Initially, she refused to take them, shaking her head fiercely, and the revulsion on her face was a far clearer indication of what was happening than any words she was saying. But, of course, the older man had made up his mind and with a few terse words denied her objections and thrust the money into her hand before he abruptly turned on his heel and strode away.
And then it was time for them to board and Callie watched out of the corner of her eye to see where each of them ended up.
Thankfully, the young woman with the baby decided to sit somewhere near the front. Callie didn’t know if she could have borne it if she’d chosen to sit beside her for the next hour or two. She wouldn’t have been able to resist the temptation of looking and longing and…
The two young women chattered their way towards the back of the coach, leaving a trail of perfume in their wake, unlike the cadaverous young man. She was uncomfortably aware of holding her breath as he stood for several seconds beside the empty seat next to her, but he, too, passed on down the coach.
It was the white-faced young woman who finally slid herself into place beside her and it was only then that Callie saw what hadn’t been visible while the youngster had been part of the queue.
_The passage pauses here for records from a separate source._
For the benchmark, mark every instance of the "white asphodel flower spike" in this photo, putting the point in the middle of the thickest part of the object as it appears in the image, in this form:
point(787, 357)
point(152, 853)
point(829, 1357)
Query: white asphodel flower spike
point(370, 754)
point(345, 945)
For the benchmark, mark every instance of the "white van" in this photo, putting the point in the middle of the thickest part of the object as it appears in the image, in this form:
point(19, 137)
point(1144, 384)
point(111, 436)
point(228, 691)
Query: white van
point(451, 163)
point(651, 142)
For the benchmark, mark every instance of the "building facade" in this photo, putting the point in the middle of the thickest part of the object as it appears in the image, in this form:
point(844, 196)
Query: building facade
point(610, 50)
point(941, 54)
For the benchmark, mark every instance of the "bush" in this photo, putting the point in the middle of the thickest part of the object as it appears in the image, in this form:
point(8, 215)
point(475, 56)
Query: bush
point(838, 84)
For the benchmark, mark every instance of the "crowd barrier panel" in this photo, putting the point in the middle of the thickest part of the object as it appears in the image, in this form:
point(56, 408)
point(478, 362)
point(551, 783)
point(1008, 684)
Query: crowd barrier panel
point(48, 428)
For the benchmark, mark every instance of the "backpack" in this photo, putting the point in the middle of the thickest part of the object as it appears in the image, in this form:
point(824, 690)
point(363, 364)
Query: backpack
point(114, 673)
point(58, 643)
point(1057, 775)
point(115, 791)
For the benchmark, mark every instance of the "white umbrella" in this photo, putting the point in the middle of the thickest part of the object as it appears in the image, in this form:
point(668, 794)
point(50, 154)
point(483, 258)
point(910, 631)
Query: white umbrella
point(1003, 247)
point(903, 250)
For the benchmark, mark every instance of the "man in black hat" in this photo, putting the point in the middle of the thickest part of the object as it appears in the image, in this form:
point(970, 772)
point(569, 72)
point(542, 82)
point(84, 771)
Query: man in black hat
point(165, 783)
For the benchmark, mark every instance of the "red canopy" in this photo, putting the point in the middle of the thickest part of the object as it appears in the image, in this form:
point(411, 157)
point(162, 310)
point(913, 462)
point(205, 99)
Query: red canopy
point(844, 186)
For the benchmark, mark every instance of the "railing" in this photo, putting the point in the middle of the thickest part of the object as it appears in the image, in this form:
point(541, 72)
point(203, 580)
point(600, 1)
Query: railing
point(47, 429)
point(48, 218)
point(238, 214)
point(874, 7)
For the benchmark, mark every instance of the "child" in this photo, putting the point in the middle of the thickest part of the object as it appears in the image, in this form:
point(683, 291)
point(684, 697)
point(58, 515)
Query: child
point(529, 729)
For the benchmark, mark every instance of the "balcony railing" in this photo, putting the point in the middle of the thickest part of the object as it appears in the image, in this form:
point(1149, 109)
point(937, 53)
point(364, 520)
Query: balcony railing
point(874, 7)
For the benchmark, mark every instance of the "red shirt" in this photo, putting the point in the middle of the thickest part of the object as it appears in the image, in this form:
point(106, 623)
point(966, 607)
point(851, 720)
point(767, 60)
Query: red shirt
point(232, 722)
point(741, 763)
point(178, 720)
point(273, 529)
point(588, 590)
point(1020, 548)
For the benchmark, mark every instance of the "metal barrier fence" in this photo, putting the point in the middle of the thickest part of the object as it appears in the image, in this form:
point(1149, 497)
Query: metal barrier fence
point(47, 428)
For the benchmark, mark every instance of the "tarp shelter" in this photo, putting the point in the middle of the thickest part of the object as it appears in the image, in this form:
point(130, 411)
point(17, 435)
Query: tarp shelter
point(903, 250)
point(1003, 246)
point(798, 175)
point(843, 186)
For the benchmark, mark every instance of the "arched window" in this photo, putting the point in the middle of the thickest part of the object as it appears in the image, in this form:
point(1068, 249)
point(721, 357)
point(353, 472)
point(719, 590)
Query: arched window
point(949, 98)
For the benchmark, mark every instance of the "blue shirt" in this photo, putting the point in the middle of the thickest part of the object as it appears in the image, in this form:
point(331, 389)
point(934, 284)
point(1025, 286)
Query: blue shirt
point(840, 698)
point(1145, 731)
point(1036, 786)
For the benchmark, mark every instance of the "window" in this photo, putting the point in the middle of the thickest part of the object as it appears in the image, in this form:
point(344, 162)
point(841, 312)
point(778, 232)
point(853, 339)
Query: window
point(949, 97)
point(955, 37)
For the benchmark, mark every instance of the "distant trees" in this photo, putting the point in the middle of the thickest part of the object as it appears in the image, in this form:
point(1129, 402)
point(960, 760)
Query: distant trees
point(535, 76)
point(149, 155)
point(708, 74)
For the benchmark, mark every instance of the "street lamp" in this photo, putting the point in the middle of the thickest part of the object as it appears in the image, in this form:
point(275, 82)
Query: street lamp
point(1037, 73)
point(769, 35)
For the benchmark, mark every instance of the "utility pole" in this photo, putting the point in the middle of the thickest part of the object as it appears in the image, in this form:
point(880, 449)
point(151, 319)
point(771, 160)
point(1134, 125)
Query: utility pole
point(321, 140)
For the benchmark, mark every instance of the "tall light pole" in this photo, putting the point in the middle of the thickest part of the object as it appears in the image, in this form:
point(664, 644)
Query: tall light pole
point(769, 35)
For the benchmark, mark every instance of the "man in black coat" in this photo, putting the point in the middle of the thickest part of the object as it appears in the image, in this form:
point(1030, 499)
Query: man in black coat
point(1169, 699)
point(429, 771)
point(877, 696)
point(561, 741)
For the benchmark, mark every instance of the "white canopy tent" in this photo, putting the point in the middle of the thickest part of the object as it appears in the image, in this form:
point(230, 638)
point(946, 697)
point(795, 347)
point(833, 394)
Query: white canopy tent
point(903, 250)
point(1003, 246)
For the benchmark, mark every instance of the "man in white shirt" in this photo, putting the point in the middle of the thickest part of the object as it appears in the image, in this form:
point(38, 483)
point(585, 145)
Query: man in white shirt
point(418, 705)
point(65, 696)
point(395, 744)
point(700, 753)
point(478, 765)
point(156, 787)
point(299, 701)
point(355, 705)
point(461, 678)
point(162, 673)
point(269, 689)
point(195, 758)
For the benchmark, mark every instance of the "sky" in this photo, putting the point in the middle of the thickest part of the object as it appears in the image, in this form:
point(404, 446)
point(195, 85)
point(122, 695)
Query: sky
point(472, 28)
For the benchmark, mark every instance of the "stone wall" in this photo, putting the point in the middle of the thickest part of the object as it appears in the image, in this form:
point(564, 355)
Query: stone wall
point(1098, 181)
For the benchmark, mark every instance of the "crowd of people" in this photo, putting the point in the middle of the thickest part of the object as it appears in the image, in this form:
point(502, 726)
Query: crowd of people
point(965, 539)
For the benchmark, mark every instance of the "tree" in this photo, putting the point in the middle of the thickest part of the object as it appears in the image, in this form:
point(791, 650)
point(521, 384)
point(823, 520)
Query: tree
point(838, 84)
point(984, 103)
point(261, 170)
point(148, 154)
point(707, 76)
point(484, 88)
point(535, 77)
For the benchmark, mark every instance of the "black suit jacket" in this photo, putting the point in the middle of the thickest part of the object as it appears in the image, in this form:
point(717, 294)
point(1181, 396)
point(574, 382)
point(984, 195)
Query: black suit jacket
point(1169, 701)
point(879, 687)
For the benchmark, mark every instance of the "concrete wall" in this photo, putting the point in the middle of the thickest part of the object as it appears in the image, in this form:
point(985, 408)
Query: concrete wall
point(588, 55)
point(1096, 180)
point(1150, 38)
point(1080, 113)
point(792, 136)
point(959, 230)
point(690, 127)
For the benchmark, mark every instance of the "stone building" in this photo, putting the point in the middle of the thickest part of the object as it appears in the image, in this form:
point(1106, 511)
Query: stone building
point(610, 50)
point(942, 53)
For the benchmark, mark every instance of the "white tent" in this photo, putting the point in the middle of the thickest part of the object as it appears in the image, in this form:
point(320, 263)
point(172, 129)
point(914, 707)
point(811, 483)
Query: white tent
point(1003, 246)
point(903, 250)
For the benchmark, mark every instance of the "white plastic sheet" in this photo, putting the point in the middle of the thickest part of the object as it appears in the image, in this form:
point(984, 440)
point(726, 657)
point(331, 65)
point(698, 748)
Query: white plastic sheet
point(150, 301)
She was pregnant.
Callie drew in a sharp breath as the shock hit her, and closed her eyes while she battled against the jealous tears with the realisation that she seemed to be showing about the same as she had, just before…
‘It’s not catching, you know,’ the young woman snapped with an attempt at bravado that was completely destroyed by the wobble in her voice.
‘Unfortunately,’ Callie muttered, even as she felt guilt that her reaction had made the young woman feel uncomfortable.
‘You…what?’ Her garishly painted mouth fell open and eyes heavily outlined with kohl grew wide. ‘Did you say…unfortunately?’
‘Yes,’ Callie admitted uncomfortably, wishing she’d either kept her mouth shut or stuck to a simple apology for her apparent disapproval. Now she was going to have to make some sort of explanation even though she knew it was going to hurt more than ripping a scab off a wound that had barely started healing. ‘I lost my baby nearly five months ago. I was just over halfway through the pregnancy.’
‘Oh…! I’m sorry if it makes you…Look, would you rather I asked someone else to swap seats with me?’ she asked earnestly, revealing a far more considerate side than the initial belligerent attitude would have suggested.
There was a sudden rumble of sound as the driver started the engine and an explosive hiss of air as he released the brakes to start the next stage of the journey.
‘It’s too late now,’ Callie said, resigned to a companion who was managing, in her early teens, to do what she, a mature professional, couldn’t do with all the expertise of her health service colleagues behind her. ‘You can’t go changing seats while the coach is moving. If the driver had to brake suddenly you might injure the baby if you hit something.’